Support Questions
Find answers, ask questions, and share your expertise
Announcements
Check out our newest addition to the community, the Cloudera Innovation Accelerator group hub.

Atlas falling behind the Kafka workload

Contributor

We are having a problem with lagging and falling behind the messages in the ATLAS_HOOK Kafka topic. And I can understand that, as we ingest a large number of tables every day to the cluster. Basically, we are creating roughly 165000 entries in the ATLAS_HOOK topic every day. Primarily from sqoop and create/drop tables in Hive. Problem is that Atlas only process around 35-40000 entries per day, so it kind of builds up.

Many of the tables we import are quite wide, so it’s pretty common that the messages in the Kafka topic are between 600-800Kb each.

I have verified that I can consume the messages in the topic from a normal Kafka client, so it’s not a problem with Kafka.I have also cleared the two HBase tables and cleared the Kafka topic just to start over from the beginning., but the problem remains.

I would like to get some help with what kind of performance tuning I can do to make sure that Atlas can consume at least 200.000 entries from the ATLAS_HOOK topic per day (we are planning to add a lot more datasources over the next couple of month). What options do I have to make this happen?

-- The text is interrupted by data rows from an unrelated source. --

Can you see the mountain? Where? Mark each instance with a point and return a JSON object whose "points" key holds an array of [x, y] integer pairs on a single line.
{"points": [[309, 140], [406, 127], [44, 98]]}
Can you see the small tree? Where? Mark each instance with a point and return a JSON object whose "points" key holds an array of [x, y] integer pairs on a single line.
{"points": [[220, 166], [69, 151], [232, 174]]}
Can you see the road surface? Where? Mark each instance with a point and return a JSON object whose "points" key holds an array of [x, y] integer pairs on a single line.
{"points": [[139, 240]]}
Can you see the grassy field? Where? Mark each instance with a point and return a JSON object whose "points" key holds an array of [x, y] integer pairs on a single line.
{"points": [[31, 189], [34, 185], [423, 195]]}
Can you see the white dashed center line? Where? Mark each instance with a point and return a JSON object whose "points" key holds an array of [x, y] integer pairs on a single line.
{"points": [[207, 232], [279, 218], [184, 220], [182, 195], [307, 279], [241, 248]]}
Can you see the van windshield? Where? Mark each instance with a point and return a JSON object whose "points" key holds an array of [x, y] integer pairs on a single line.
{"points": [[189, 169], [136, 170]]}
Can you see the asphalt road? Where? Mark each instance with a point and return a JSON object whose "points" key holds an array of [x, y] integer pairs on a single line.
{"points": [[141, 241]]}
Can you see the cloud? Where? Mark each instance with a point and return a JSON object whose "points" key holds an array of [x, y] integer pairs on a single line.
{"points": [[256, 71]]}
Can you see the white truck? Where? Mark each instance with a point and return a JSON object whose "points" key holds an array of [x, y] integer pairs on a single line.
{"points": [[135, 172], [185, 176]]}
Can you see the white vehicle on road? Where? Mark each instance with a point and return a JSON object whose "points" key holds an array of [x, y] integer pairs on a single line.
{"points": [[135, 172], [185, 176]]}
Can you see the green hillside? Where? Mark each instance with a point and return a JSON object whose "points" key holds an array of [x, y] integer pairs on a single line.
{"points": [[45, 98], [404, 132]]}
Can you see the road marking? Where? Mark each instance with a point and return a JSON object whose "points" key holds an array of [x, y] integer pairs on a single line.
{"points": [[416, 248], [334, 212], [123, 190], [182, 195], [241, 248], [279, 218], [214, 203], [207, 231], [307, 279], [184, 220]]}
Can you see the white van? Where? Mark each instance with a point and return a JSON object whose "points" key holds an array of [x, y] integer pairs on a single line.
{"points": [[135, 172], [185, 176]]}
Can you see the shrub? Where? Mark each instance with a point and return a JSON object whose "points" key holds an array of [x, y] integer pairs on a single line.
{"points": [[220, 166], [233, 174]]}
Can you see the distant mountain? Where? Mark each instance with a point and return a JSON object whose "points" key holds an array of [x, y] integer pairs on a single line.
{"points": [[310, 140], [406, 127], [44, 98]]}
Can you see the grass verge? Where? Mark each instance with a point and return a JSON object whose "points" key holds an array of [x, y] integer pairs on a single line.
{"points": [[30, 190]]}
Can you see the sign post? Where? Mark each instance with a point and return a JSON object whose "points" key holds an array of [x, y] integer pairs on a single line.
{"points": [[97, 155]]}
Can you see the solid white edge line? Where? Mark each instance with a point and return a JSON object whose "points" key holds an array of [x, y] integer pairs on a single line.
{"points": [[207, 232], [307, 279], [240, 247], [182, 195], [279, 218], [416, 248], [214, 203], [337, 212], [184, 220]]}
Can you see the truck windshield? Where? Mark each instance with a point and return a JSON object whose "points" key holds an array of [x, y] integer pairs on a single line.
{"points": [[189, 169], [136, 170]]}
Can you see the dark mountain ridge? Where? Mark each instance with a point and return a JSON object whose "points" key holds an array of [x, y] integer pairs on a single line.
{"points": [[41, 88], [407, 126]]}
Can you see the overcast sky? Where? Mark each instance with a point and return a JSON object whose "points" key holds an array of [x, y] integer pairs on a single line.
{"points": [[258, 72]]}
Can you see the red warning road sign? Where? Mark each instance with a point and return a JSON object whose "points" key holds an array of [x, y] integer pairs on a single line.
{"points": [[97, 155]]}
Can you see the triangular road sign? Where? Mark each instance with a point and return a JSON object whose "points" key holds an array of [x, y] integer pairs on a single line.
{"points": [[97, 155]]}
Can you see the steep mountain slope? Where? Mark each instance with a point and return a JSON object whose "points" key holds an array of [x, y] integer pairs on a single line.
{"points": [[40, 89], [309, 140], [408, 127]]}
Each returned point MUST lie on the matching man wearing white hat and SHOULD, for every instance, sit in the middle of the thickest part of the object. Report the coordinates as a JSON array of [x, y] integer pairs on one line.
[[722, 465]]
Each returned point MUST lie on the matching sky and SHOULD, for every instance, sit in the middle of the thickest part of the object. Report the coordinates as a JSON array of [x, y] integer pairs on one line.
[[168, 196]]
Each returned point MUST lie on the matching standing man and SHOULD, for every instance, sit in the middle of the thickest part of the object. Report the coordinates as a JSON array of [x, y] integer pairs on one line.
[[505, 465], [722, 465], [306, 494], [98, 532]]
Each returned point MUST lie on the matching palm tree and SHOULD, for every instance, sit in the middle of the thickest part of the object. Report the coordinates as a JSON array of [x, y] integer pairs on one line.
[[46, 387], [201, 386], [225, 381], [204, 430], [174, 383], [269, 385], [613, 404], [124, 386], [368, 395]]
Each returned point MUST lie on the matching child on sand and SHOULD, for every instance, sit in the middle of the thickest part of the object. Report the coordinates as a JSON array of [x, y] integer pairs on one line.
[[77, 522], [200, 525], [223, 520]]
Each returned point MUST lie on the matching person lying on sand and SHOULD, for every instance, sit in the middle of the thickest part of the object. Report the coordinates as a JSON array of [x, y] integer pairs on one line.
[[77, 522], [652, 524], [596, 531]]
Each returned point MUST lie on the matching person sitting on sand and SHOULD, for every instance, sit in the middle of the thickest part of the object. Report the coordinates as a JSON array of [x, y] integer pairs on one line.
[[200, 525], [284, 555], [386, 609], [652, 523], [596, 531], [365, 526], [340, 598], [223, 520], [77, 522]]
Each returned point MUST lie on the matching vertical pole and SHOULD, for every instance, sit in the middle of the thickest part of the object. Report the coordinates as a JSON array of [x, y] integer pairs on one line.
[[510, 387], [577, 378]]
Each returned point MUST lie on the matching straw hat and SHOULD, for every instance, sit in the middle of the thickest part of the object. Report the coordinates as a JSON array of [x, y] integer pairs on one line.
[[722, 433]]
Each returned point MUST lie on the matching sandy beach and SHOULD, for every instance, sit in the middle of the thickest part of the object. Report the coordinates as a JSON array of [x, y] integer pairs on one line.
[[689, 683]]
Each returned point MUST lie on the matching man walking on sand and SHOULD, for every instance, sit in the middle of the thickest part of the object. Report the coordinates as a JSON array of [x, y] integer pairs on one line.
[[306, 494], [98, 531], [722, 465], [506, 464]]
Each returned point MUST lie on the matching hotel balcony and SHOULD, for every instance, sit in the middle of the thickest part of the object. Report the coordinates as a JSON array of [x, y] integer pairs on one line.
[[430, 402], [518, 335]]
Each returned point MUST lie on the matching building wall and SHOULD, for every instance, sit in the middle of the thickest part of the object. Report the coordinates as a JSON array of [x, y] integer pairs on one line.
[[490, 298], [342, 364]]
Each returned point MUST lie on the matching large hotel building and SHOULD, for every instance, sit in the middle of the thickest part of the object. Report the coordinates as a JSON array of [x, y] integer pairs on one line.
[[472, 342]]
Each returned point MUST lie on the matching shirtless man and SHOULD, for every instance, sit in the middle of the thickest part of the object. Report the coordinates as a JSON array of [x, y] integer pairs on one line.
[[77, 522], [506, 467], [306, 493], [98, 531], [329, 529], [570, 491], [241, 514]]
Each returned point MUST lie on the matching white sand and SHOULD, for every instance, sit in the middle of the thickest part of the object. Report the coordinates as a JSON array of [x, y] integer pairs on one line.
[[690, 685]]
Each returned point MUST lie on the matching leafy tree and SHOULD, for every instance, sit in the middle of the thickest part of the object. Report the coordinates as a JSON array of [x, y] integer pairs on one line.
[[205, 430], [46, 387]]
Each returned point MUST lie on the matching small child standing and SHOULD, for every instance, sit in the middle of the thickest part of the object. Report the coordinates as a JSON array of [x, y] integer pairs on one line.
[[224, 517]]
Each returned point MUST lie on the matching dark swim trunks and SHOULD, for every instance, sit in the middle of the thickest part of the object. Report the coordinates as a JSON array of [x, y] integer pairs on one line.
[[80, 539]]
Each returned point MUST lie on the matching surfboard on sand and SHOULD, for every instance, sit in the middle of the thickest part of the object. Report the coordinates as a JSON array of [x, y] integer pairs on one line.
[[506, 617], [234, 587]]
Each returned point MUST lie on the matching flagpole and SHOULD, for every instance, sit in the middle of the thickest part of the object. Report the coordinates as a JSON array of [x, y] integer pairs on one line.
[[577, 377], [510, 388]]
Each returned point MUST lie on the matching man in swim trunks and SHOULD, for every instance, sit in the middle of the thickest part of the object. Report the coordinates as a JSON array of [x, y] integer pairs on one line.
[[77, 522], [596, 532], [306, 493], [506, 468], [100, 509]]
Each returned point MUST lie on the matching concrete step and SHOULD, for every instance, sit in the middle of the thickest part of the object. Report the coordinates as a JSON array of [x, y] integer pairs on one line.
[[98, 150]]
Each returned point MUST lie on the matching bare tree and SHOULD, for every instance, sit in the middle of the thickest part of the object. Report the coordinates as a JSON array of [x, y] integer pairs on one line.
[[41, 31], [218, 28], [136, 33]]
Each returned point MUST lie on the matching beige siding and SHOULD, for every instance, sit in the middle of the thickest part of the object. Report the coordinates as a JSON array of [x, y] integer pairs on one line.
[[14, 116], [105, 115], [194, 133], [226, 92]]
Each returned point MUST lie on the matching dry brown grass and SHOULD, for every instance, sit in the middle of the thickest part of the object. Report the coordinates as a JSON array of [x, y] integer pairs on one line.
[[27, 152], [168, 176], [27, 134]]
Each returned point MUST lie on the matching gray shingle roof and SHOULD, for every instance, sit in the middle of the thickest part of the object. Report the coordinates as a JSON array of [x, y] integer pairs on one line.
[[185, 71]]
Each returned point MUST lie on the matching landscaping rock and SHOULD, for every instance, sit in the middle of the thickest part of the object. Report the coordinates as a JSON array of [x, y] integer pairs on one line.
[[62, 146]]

The HDP version we are running is 2.6.3

//Berry

2 REPLIES 2

Expert Contributor

Can you please try setting this in atlas-application.properties (via Ambari):

atlas.use.index.query.to.find.entity.by.unique.attributes=true

This has shown significant improvement in one of the environments. I would suggest trying this in pre-production environment first and verifying the results before updating production.

Contributor

Thanks for the suggestions, but that actually made the processing a lot slower. I have the performance monitoring enabled, so I can see that the ENTITY_FULL_UPDATE takes between 7 and 8 seconds each. With the suggested parameter set, they where running for over 30 seconds each.

After debugging what is happening during the ingestion of data in Atlas, I seems to think that the calls to HBase is the once that takes time. After a very short look in HBase, I see that the atlas_titan table is running with just one region. After a check in the documentation, I can see that the atlas.graph.storage.hbase.region-count or the atlas.graph.storage.hbase.regions-per-server would change the number of regions on the table during creation. So I tried setting those, drop the HBase table and start everything again. But the HBase table is still created with just one region. Anybody have any info on how to create the initial atlas_titan HBase table with more than one region?